Die Preisfindung selbst erfordert Marktkenntnis und Erfahrung. Zu hoch angesetzt, schreckt der Preis ab – zu niedrig verschenken Sie Geld. In unserem Ratgeber zum Thema Immobilie verkaufen – der richtige Ablauf erklären wir den gesamten Prozess Schritt für Schritt. Auch der IVD – Immobilienverband Deutschland bietet nützliche Marktberichte, die bei der Einschätzung helfen.
Unser Ansatz bei VANDERBERG
Als Team von sechs spezialisierten Immobilienberatern betreuen wir aktuell rund 20 exklusive Objekte in den gefragtesten Lagen Hamburgs – von Blankenese über Eppendorf bis in die HafenCity. Jedes einzelne Objekt wird individuell inszeniert, mit professionellen Fotos, durchdachtem Exposé-Text und einer gezielten Vermarktungsstrategie.
In meiner Arbeit als Makler ist mir eines klar geworden: Der Verkaufspreis einer Immobilie beginnt nicht beim Notartermin. Er beginnt beim ersten Foto. Ob bei der Lichtwahl, der Rauminszenierung oder der professionellen Nachbearbeitung – wer beim Immobilien fotografieren die richtigen Entscheidungen trifft, wird beim Abschluss belohnt. Und wer hier spart, spart am falschen Ende.
Wenn Sie Ihre Immobilie in Hamburg verkaufen möchten und den bestmöglichen Preis erzielen wollen, sprechen Sie uns an. Wir bei VANDERBERG begleiten Sie von der ersten Aufnahme bis zur Schlüsselübergabe – diskret, persönlich und mit der Expertise, die Hamburgs Premiummarkt verlangt. Erfahren Sie mehr über unsere Leistungen als Immobilienmakler in Hamburg oder nehmen Sie direkt Kontakt mit uns auf.
Häufig gestellte Fragen
Wie viel kosten professionelle Immobilienfotos?
Professionelle Immobilienfotografie kostet in Hamburg zwischen 300 und 800 Euro, je nach Umfang und Objektgröße. Gemessen am Verkaufspreis einer Immobilie ist das eine minimale Investition mit großer Wirkung auf den erzielbaren Preis.
Kann ich meine Immobilie auch mit dem Smartphone fotografieren?
Für das Premiumsegment raten wir dringend davon ab. Smartphone-Fotos wirken selten professionell genug und können den wahrgenommenen Wert Ihrer Immobilie schmälern. Ein professioneller Fotograf mit Weitwinkelobjektiv und Stativ erzielt deutlich bessere Ergebnisse.

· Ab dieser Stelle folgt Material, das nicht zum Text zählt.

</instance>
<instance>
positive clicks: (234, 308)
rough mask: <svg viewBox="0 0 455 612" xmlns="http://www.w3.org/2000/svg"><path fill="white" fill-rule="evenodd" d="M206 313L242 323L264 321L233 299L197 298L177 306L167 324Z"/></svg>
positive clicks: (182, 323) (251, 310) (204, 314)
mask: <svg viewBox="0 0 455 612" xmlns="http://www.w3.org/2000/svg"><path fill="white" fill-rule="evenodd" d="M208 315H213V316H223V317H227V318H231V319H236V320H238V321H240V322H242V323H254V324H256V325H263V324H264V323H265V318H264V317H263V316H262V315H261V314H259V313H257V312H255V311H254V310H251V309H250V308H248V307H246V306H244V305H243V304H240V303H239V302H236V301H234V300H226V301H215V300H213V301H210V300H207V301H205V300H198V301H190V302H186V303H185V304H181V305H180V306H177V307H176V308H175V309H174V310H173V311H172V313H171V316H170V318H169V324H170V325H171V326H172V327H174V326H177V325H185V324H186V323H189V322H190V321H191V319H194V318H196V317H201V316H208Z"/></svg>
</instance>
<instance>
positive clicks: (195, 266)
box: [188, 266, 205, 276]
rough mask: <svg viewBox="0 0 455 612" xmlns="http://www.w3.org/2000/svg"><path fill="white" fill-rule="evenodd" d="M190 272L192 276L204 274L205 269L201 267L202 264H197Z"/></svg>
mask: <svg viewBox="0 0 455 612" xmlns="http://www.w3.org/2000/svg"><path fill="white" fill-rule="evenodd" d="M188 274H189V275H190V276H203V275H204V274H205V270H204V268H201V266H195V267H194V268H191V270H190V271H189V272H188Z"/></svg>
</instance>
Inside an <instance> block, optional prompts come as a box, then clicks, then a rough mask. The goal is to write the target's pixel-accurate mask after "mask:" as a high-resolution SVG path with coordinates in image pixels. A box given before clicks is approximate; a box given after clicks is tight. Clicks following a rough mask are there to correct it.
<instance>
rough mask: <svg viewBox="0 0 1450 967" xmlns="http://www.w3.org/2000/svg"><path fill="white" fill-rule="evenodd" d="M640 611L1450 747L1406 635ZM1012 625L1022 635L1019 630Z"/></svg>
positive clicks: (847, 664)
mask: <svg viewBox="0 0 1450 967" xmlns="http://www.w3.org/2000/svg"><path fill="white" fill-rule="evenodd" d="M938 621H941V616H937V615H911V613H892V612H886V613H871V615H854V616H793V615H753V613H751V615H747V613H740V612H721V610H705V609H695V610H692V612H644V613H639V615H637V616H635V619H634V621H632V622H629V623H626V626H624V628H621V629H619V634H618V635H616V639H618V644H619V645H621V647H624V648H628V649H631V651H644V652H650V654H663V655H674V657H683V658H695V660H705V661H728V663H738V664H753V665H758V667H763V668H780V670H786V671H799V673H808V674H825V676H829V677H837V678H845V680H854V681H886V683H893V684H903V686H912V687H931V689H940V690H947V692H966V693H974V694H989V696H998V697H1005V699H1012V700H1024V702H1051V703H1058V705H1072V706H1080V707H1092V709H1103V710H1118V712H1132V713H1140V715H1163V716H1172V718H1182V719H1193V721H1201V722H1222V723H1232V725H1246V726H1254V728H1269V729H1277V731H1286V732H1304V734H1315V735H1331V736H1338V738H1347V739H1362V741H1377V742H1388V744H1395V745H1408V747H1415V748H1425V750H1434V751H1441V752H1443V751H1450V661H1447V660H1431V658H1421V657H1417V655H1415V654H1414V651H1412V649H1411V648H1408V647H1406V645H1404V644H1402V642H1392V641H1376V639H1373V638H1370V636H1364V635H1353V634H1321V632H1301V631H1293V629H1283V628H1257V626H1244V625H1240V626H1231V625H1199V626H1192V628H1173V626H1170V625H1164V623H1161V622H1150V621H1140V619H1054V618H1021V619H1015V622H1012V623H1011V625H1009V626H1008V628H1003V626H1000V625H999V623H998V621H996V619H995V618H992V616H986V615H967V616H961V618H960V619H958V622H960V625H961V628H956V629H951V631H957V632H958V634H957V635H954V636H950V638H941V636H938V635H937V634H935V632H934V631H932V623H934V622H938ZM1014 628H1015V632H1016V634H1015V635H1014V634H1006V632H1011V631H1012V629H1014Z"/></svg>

Wann ist die beste Tageszeit für Immobilienfotos?
Idealerweise fotografieren Sie am Vormittag oder späten Nachmittag, wenn das Tageslicht warm und weich ist. Direktes Mittagslicht erzeugt harte Schatten und ist weniger vorteilhaft für Innenaufnahmen.
Steigern gute Fotos wirklich den Verkaufspreis?

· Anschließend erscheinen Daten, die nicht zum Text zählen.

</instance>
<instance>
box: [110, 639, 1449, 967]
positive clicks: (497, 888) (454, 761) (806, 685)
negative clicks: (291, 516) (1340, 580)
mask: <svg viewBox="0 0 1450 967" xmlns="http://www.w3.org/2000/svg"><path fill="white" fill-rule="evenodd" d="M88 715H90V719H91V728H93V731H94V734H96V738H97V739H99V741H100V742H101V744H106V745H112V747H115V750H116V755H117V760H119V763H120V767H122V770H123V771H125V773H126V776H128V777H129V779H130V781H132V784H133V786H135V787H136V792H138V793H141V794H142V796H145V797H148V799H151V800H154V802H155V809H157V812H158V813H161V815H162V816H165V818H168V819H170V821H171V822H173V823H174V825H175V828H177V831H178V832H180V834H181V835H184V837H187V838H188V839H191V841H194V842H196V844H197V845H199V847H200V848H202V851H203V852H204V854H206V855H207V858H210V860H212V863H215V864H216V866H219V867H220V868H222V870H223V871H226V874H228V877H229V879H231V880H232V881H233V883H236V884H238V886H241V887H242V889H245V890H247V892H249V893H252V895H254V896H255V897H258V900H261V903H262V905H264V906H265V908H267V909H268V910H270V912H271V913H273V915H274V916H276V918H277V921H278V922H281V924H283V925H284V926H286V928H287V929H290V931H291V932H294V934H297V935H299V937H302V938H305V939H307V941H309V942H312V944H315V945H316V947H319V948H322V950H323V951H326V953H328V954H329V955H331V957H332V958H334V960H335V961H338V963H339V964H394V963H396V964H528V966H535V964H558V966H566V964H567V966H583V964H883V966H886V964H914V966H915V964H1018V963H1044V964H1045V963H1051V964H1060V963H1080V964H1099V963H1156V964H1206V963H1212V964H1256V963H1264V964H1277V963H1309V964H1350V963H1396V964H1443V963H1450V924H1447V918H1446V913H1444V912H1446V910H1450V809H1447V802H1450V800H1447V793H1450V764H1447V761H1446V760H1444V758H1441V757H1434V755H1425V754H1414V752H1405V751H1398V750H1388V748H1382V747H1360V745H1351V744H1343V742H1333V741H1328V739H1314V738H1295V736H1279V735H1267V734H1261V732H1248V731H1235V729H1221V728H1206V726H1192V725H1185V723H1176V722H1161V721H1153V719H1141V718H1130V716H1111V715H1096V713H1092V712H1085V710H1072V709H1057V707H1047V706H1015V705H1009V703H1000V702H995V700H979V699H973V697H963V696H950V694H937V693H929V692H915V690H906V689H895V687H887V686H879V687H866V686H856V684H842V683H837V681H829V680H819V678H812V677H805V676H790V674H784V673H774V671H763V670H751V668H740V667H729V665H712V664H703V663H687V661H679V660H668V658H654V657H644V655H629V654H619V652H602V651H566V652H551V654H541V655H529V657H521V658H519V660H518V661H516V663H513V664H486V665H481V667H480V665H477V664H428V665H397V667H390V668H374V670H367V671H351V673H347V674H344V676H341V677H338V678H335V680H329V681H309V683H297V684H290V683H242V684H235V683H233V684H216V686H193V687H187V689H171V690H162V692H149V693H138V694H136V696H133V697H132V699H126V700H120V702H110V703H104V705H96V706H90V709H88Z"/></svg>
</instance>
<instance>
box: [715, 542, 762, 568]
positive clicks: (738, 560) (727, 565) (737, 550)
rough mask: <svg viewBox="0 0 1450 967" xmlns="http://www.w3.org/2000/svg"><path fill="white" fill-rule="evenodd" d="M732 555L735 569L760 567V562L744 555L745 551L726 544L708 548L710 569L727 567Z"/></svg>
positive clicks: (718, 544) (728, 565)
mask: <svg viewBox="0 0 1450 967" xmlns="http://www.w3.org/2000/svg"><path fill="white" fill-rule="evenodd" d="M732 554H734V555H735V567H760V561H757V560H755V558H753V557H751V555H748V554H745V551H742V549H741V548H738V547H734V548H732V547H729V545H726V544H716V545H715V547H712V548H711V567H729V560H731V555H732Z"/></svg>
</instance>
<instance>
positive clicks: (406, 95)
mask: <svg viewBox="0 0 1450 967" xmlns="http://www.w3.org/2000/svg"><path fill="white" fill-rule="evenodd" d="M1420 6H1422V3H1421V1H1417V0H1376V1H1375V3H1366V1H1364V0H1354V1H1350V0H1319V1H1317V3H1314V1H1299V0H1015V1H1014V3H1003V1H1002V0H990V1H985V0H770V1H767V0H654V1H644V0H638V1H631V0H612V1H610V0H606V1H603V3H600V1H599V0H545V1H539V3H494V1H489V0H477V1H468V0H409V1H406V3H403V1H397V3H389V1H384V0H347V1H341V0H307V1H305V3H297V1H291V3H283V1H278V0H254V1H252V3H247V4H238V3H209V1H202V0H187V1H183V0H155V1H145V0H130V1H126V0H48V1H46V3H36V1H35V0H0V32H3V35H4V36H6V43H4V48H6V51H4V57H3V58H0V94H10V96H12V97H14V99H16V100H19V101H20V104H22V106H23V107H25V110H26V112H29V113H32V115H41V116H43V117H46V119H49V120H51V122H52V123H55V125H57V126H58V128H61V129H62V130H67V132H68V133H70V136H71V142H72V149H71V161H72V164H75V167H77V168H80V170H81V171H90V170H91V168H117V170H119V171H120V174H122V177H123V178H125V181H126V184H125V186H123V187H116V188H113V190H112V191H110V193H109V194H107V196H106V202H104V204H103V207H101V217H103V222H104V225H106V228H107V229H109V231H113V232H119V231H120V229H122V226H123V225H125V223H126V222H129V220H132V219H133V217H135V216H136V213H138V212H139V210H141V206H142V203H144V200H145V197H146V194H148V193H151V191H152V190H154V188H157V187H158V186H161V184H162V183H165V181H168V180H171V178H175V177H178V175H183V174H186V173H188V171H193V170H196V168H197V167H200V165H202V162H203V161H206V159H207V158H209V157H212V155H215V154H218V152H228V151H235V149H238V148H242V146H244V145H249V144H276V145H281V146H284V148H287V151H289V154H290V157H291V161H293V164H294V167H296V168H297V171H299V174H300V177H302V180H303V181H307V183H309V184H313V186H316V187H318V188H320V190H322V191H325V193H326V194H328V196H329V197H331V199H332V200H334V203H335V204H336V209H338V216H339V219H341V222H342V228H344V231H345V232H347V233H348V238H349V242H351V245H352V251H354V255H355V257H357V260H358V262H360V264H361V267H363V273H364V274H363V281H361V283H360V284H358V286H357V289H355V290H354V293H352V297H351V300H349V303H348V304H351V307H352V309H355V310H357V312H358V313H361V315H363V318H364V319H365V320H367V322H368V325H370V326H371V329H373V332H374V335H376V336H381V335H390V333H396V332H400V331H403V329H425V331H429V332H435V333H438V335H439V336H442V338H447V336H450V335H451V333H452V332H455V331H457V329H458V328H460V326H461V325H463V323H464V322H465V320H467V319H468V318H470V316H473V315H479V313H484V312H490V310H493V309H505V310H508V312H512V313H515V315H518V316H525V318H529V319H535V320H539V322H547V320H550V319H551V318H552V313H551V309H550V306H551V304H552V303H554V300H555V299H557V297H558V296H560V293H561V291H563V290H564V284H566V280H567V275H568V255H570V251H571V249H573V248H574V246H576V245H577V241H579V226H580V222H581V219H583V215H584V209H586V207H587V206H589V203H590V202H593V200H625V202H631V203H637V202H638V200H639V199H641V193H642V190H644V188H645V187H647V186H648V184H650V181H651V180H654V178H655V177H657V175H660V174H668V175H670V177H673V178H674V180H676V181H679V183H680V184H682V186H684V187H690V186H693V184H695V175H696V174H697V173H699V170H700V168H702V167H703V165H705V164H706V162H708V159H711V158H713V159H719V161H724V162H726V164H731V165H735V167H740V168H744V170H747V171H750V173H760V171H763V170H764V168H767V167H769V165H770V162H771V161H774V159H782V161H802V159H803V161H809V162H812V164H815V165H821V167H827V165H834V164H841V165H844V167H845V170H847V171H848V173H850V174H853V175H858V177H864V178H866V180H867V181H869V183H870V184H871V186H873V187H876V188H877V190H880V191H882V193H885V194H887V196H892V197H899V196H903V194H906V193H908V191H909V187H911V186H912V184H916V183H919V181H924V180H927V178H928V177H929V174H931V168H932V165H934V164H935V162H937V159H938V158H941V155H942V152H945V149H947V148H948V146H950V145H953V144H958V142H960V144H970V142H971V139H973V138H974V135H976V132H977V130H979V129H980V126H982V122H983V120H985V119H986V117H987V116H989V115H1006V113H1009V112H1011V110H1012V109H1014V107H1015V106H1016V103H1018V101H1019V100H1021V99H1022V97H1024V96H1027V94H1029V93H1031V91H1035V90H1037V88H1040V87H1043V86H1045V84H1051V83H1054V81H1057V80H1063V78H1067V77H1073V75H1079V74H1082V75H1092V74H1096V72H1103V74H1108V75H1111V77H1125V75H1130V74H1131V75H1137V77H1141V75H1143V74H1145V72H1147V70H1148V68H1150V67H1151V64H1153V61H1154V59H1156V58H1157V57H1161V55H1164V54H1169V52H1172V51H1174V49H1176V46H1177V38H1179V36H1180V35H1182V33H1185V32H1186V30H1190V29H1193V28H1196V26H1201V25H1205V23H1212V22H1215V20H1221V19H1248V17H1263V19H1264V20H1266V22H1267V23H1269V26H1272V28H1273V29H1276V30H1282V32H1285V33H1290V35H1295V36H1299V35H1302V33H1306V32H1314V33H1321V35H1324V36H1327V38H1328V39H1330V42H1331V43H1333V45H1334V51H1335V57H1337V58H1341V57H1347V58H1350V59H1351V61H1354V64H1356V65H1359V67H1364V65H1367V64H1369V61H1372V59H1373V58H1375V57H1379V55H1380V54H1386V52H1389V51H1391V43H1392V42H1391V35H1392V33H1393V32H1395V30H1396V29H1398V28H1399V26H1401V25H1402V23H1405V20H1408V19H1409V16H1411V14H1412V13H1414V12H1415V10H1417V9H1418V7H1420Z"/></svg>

Ja, nachweislich. Professionell fotografierte Immobilien erzielen höhere Verkaufspreise und werden schneller verkauft. Besonders im Premiumsegment erwarten Käufer eine hochwertige Präsentation, die dem Wert des Objekts entspricht.
Was ist Home Staging und lohnt es sich?
Home Staging bezeichnet die professionelle Vorbereitung und Inszenierung einer Immobilie für den Verkauf. Dazu gehören Aufräumen, Dekorieren und das Schaffen einer einladenden Atmosphäre. Die Investition lohnt sich fast immer, da sie den Verkaufspreis und die Vermarktungsdauer positiv beeinflusst.